Wisconsin’s program Partner Up!, which provides businesses grant money to purchase child care slots for their employees, is a $10 million blend of Covid-19 aid from the American Rescue Plan, the Coronavirus Response and Relief Supplemental Act and money from the federal Preschool Development Grant.

Wisconsin Sen. Tammy Baldwin, a Democrat, has also made her own calls for the federal government to bolster the workforce and child care sector.

“Wisconsin has done well at using federal investments to connect businesses with child care needed for their workers,” she said in a Senate HELP Committee hearing on child care in May. “I am concerned about the ability of families and businesses in Wisconsin to continue to utilize these types of partnerships when the available funding runs out.”

Several states have preemptively sought ways to boost the number of child centers without federal help.

GOP-led Kentucky and North Dakota launched programs in 2023 that divvy up the cost of child care between the state, employers and their employees. Both states allotted one-time funds to pilot these cost-sharing programs — $15 million in Kentucky and over $5 million in North Dakota.

These public-private partnerships follow Michigan’s lead which, with the backing of Democratic Gov. Gretchen Whitmer, launched a cost-sharing program in 2021 that splits the cost of care equally between the employer, employee and the state. Michigan has allotted $7.6 million in the past two years for its program. Republican state Rep. Greg VanWoerkom, who pushed for the program, said that access to child care is an economic issue that businesses, government or families can’t shoulder on their own.

“I’m going to look at this as a workforce issue — a lot of highly qualified individuals that are sitting on the sidelines because they can’t afford to work,” VanWoerkom said in an interview, noting that child care has often been seen as a health care or education issue.

In some blue states, lawmakers look at child care and early learning as a two-generation investment that’s needed to counter languishing enrollment in higher education. Undergraduate enrollment nationwide fell by 15 percent between 2010 and 2021. For two-year institutions enrollment dropped by nearly 39 percent, according to the National Center for Education Statistics.

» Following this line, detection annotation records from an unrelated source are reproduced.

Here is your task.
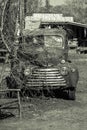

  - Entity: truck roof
[23,28,66,37]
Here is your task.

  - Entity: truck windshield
[33,35,64,48]
[45,36,63,48]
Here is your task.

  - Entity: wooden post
[17,91,21,118]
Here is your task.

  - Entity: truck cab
[7,29,79,100]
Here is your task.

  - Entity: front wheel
[68,90,76,100]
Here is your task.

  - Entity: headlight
[24,68,31,76]
[61,60,66,64]
[60,67,68,75]
[71,68,76,73]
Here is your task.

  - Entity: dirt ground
[0,54,87,130]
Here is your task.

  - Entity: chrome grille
[26,68,66,87]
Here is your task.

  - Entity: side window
[33,36,44,46]
[45,36,64,48]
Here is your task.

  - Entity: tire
[68,90,76,100]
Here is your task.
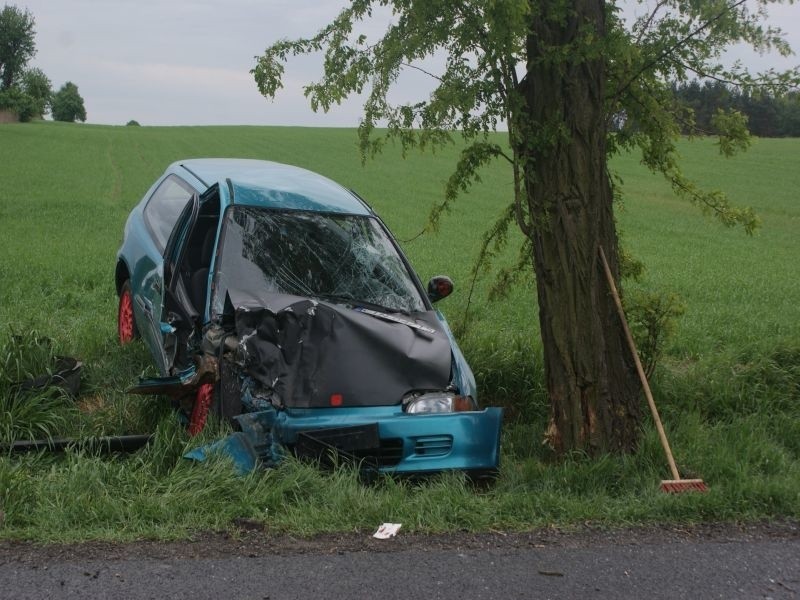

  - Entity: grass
[0,123,800,541]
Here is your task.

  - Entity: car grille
[414,435,453,456]
[353,438,403,467]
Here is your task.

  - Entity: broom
[598,246,708,494]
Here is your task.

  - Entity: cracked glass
[212,206,426,315]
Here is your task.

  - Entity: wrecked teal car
[115,159,502,477]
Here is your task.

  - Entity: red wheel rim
[189,383,214,436]
[117,290,133,344]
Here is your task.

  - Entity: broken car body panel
[116,159,502,474]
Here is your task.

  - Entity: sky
[14,0,800,127]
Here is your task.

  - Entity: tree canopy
[252,0,800,453]
[0,5,36,90]
[51,81,86,123]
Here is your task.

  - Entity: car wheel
[188,383,214,436]
[117,280,139,344]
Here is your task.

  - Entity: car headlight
[403,392,478,415]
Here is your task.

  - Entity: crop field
[0,123,800,540]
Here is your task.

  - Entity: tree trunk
[518,0,641,455]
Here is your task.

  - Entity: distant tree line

New York put roughly $20 million in 2022 toward child care access on State University of New York and City University of New York campuses, with some money going directly towards expanding services on campuses that don’t have child care centers.

Some Capitol Hill lawmakers believe access to child care can be expanded without spending large amounts of federal dollars.

For Rep. Ashley Hinson (R-Iowa) her experience trying to find access to care is why she wants to do something about it in Congress — but it doesn’t need to “necessarily cost the federal government a whole lot of money,” she said.

Hinson, who sits on the House Appropriations Committee, suggested in an interview that lawmakers could expand the uses of existing funding streams like the Child Care and Development Block Grant.

“We might not even need to grow government. We may need to think about doing things differently,” Hinson said.